Apparatus and method for changing and moving fixed allocated resources in broadband wireless communication system {APPARATUS AND METHOD FOR RELOCATING ANC CHANGING PERSISTENTLY ALLOCATED RESOURCE IN A BROADBAND WIRELESS COMMUNICATION SYSTEM}

The present invention relates to a broadband wireless communication system, and more particularly, to an apparatus and a method for changing and moving fixed allocated resources in a broadband wireless communication system.

The 4th Generation (hereinafter referred to as '4G') communication system provides users with services of various quality of service (QoS) using a transmission rate of about 100 Mbps. There is active research going on. The representative communication system is the Institute of Electrical and Electronics Engineers (IEEE) 802.16 system. The IEEE 802.16 system orthogonal frequency division multiplexing (hereinafter referred to as 'OFDM') / Orthogonal Frequency Division Multiple Access (orthogonal frequency division multiplexing) to support a broadband transmission network on a physical channel (Physical Channel) Multiple Access, hereinafter referred to as " OFDMA "

In a broadband wireless communication system such as the IEEE 802.16 system, a base station allocates resources to respective terminals for transmitting and receiving a packet. The base station transmits a map (MAP) message indicating a resource allocation result such as the location and size of the allocated resource, a modulation scheme, a coding rate, and the like through the downlink channel. In general, a message indicating a resource allocation result for uplink communication and a message indicating a resource allocation result for downlink communication are separately configured, and a unit of information required for one resource allocation is referred to as a map information element (IE). .

Resource allocation is performed on resources within a certain period. In this case, since resources for general data packets are allocated every predetermined period, a map IE for this is transmitted every predetermined period. However, in the case of a Voice over Internet Protocol (VoIP) service or a synchronous Hybrid Automatic Repeat reQuest (HARQ), in which packets are periodically transmitted, transmitting a map IE every transmission of a packet causes unnecessary waste of resources. Therefore, in the case of a packet having a periodic transmission period, such as a VoIP packet or a synchronous HARQ packet, a fixed allocation technique for reducing the waste of resources due to the map IE by fixedly allocating resources may be applied. According to the fixed allocation scheme, in case of downlink communication, the map IE and the packet are transmitted only at the first resource allocation, and after that, only the packet is transmitted without the map IE. Accordingly, the terminal using the fixed allocated resource continues to use the fixed allocated resource without the map IE until the allocation cancellation information or the allocation change information is received.

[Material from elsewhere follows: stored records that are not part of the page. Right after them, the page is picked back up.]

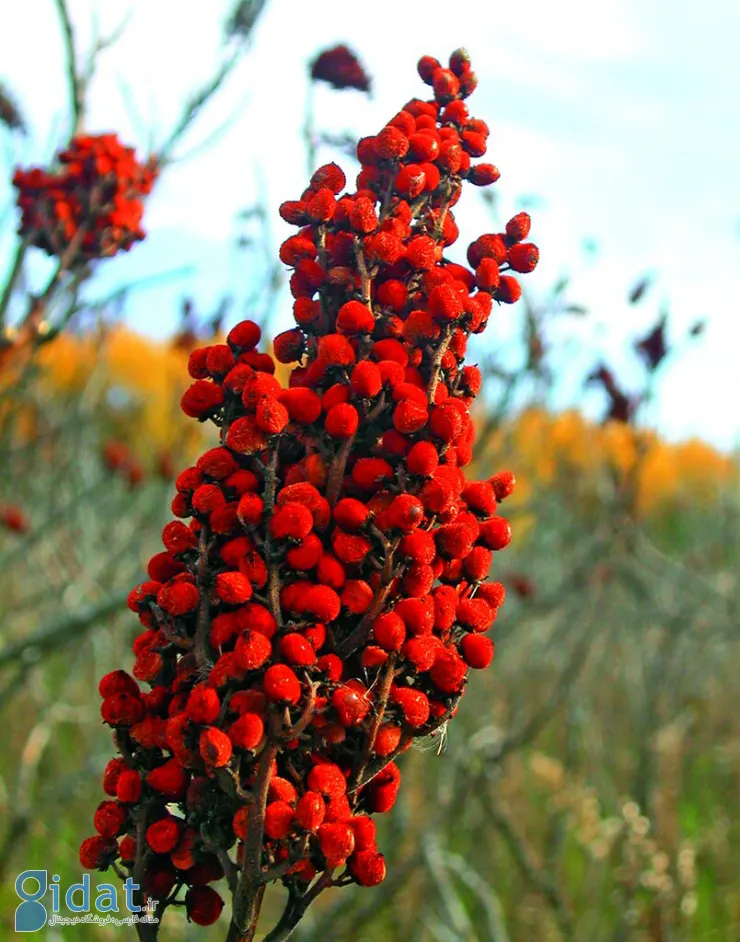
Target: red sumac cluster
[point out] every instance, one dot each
(323, 590)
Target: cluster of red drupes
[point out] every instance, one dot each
(92, 205)
(340, 68)
(321, 608)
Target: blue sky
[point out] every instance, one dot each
(622, 117)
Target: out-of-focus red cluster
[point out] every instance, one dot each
(13, 518)
(92, 205)
(340, 68)
(322, 592)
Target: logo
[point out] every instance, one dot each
(32, 886)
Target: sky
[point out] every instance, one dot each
(616, 124)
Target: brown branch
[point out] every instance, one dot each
(296, 908)
(249, 891)
(203, 623)
(76, 85)
(435, 373)
(382, 702)
(364, 276)
(336, 474)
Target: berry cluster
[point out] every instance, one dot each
(92, 206)
(321, 608)
(340, 68)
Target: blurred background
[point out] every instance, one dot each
(585, 789)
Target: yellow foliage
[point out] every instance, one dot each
(545, 449)
(144, 380)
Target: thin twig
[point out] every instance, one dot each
(62, 631)
(76, 85)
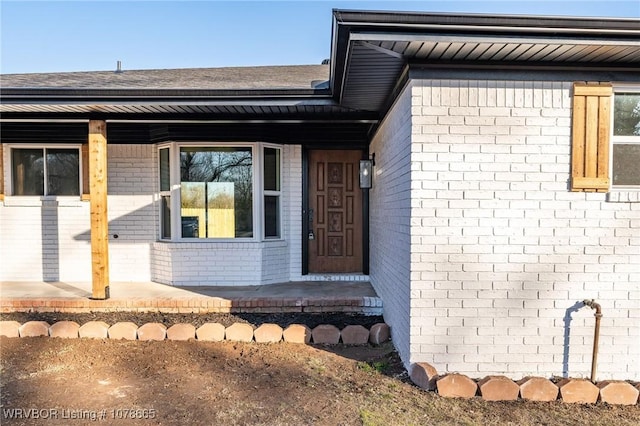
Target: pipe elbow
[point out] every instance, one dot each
(593, 305)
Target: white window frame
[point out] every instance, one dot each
(270, 192)
(43, 147)
(258, 192)
(617, 140)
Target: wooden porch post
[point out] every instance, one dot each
(99, 220)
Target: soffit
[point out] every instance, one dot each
(373, 48)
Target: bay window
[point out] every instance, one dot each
(219, 191)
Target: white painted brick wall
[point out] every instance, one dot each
(65, 252)
(390, 225)
(502, 254)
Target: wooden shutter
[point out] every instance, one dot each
(590, 137)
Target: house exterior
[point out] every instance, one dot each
(505, 188)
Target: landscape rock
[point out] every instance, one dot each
(268, 333)
(239, 332)
(355, 335)
(424, 375)
(181, 332)
(578, 391)
(618, 392)
(498, 388)
(297, 333)
(538, 389)
(123, 330)
(10, 328)
(94, 330)
(210, 332)
(152, 331)
(34, 329)
(456, 386)
(326, 334)
(379, 333)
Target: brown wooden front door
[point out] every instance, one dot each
(335, 211)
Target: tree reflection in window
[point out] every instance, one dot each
(626, 114)
(216, 192)
(626, 139)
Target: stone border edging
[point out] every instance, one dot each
(213, 332)
(501, 388)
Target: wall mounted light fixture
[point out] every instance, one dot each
(366, 172)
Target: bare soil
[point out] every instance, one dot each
(71, 381)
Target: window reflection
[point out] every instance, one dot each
(216, 191)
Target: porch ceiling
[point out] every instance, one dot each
(371, 49)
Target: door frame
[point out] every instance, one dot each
(305, 207)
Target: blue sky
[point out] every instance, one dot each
(58, 36)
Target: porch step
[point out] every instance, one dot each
(202, 304)
(309, 297)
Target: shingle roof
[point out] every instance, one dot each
(232, 78)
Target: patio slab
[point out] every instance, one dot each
(295, 296)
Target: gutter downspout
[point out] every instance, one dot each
(596, 336)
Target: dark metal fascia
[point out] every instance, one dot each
(156, 94)
(525, 24)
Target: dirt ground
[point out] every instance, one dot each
(74, 381)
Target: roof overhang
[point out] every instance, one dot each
(372, 50)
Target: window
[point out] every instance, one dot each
(165, 193)
(45, 171)
(626, 139)
(220, 192)
(271, 192)
(216, 192)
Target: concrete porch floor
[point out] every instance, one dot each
(296, 296)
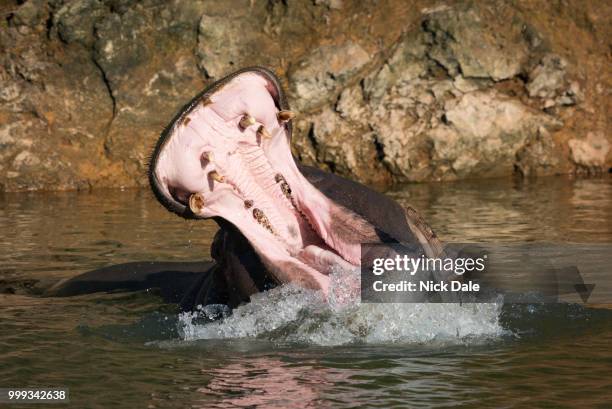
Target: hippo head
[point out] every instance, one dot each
(227, 156)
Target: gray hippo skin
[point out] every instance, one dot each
(209, 161)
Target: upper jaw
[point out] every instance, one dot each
(158, 186)
(227, 155)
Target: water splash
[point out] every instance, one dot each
(292, 314)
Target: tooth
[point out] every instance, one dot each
(208, 156)
(285, 116)
(263, 132)
(246, 121)
(216, 176)
(196, 202)
(262, 219)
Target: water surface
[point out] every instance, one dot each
(286, 349)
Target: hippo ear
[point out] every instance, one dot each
(423, 232)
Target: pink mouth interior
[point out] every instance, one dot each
(302, 235)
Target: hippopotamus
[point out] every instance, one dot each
(226, 155)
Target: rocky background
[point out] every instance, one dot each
(387, 91)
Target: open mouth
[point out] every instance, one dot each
(227, 155)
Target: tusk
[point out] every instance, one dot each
(263, 132)
(196, 202)
(285, 116)
(246, 121)
(216, 176)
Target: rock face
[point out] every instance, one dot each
(388, 91)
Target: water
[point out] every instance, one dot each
(288, 348)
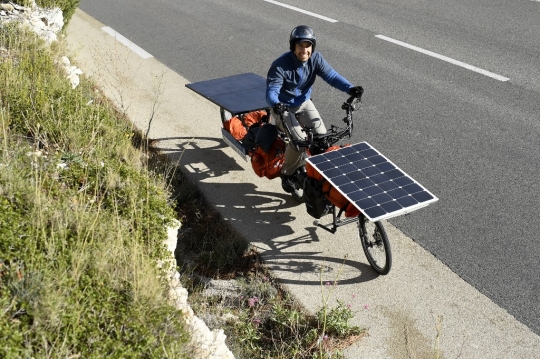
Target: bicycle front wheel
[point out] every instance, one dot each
(375, 244)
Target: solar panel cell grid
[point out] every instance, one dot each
(376, 186)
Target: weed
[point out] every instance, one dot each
(83, 215)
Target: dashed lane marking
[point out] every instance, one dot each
(444, 58)
(130, 45)
(302, 11)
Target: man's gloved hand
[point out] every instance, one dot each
(279, 108)
(356, 91)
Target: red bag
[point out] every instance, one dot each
(238, 126)
(268, 164)
(333, 195)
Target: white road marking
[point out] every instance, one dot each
(130, 45)
(302, 11)
(444, 58)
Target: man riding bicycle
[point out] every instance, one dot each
(288, 91)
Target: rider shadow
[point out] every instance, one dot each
(259, 216)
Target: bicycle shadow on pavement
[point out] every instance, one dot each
(264, 215)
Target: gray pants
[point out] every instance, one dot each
(304, 115)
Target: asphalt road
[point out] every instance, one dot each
(471, 139)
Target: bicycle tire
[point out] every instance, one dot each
(375, 244)
(298, 195)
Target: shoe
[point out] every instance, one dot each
(286, 184)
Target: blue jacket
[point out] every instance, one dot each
(289, 81)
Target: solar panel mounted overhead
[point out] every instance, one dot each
(376, 186)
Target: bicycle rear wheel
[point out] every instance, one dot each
(375, 244)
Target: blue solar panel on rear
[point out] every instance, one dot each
(377, 187)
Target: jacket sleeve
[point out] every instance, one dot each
(274, 81)
(331, 76)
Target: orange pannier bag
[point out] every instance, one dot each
(333, 195)
(268, 164)
(238, 126)
(235, 127)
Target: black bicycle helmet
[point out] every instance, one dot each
(302, 33)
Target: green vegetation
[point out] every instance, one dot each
(84, 205)
(260, 319)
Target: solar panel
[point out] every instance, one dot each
(236, 94)
(376, 186)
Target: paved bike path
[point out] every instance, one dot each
(420, 306)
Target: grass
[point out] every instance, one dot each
(259, 317)
(84, 205)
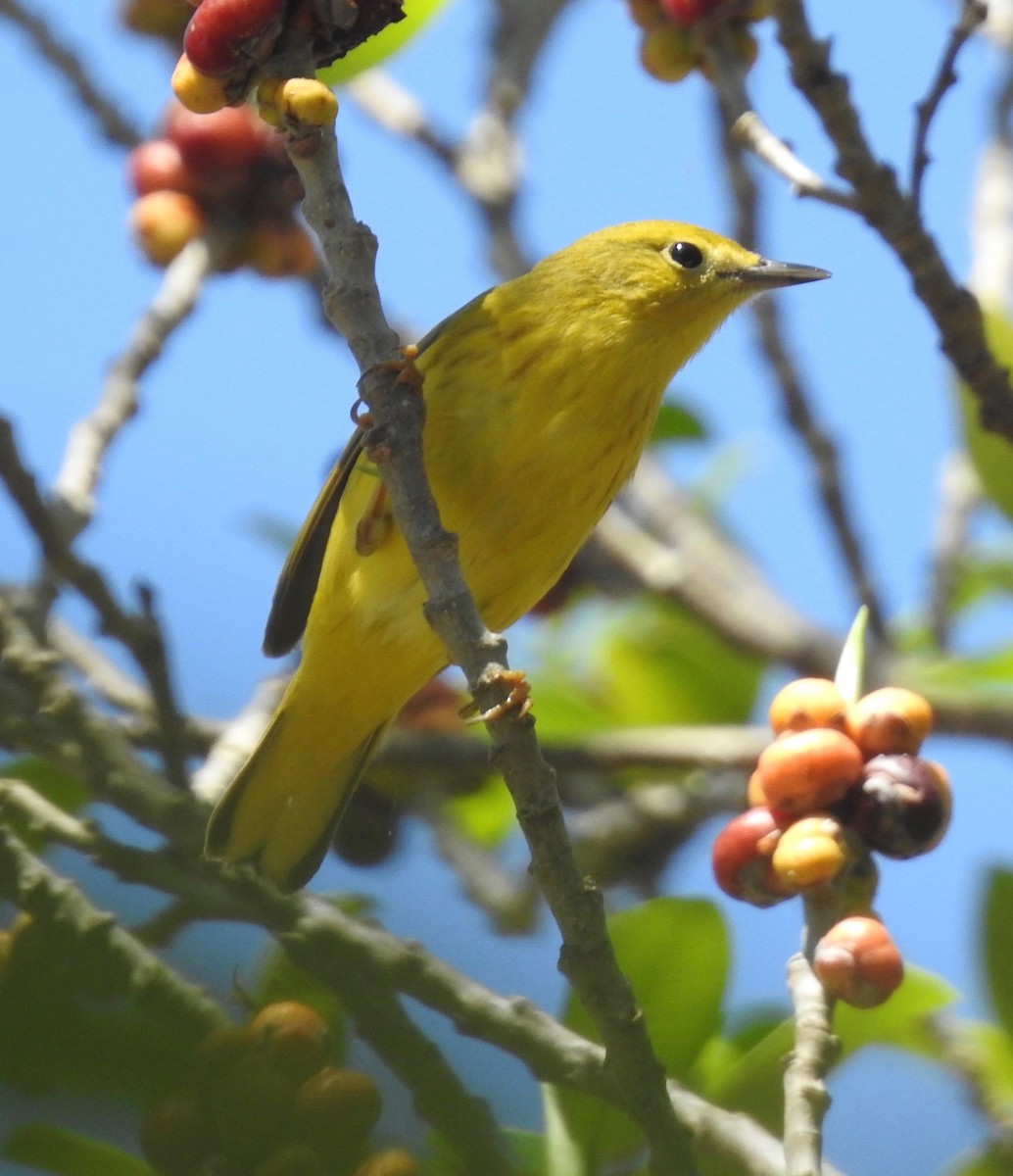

When the VoIP communication is terminated or reception of the synchronous HARQ packet is successful, the release of fixed resources allocated for the VoIP and the synchronous HARQ packet occurs. For example, as shown in FIG. 1, when release of allocation of VoIP fixed allocation resources allocated to region 1 100 occurs, region 1 100 becomes an empty resource region. In addition, when the channel condition changes, a change in the fixed allocated resource occurs due to a change in the MCS level. For example, as shown in FIG. 2, if the resource size after the change is increased due to a lower MCS level of a resource allocated to the region 2 200, a new region is used to avoid collision with other fixed allocated resources. Will be moved to. In this case, the area 2 200 becomes an empty resource area. In addition, as shown in FIG. 3, when the MCS level of resources fixedly allocated to the area including the area 3 300 increases, the size of the newly allocated resource is smaller than that of the existing one. An empty allocation area occurs. Since the VoIP packet has a small packet size, the area 3 300 becomes an empty resource area.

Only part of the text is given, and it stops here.